Akyol is ranked #137 out of over 9,000 analysts tracked by TipRanks. Its evaluations were successful 71% of the time, delivering an average return of 10.3%. Check out Power Transfer Stock Charts on TipRanks.

Walmart

Big box retailer Walmart ( WMT ) recently impressed investors with its upbeat results for the second quarter of fiscal 2025. The company also raised its full-year outlook to reflect its strong performance in the first half of the year.

Walmart continues to reward shareholders with dividends and share buybacks. In the first half of fiscal 2025, the company paid more than $3 billion in dividends and repurchased $2.1 billion worth of stock. Earlier this year, Walmart raised its dividend 9% to 83 cents per share. This marked the 51st consecutive year of dividend increases for the company.
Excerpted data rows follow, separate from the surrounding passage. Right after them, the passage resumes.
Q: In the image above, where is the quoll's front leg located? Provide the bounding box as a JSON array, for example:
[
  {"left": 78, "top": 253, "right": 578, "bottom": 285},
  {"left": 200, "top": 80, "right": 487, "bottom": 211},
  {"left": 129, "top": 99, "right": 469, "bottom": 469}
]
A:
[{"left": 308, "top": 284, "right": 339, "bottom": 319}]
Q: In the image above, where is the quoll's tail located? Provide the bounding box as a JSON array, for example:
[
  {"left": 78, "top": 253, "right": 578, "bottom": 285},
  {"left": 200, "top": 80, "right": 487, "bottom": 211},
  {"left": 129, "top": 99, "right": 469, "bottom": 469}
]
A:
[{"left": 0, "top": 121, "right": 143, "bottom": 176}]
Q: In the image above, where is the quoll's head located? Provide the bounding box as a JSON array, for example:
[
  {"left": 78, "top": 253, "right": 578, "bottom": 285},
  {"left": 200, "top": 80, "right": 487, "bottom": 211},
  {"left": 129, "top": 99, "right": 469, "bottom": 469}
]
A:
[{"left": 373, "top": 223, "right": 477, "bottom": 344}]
After the Q2 print, Baird analyst Peter Benedict reiterated a buy rating on Walmart and raised his price target to $82 from $70. He pointed out that the retailer has gained market share despite a turbulent macro environment due to its persistent focus on value and convenience.

The analyst said Walmart’s second-quarter results clearly reflected the effect of its transformation efforts, “with ~70% of growth comp. of US digitally driven and >50% of enterprise growth (earnings before interest and tax) from higher margin advertising. /income streams for members.”

Benedict also pointed to the 10 basis point sequential increase in Walmart’s 12-month return on investment to 15.1 percent. This improvement has been fueled by the company’s investments in areas such as automation and generative AI.

Benedict is ranked #35 out of over 9,000 analysts tracked by TipRanks. Its ratings were profitable 71% of the time, delivering an average return of 15.9%. See Walmart stock buybacks on TipRanks.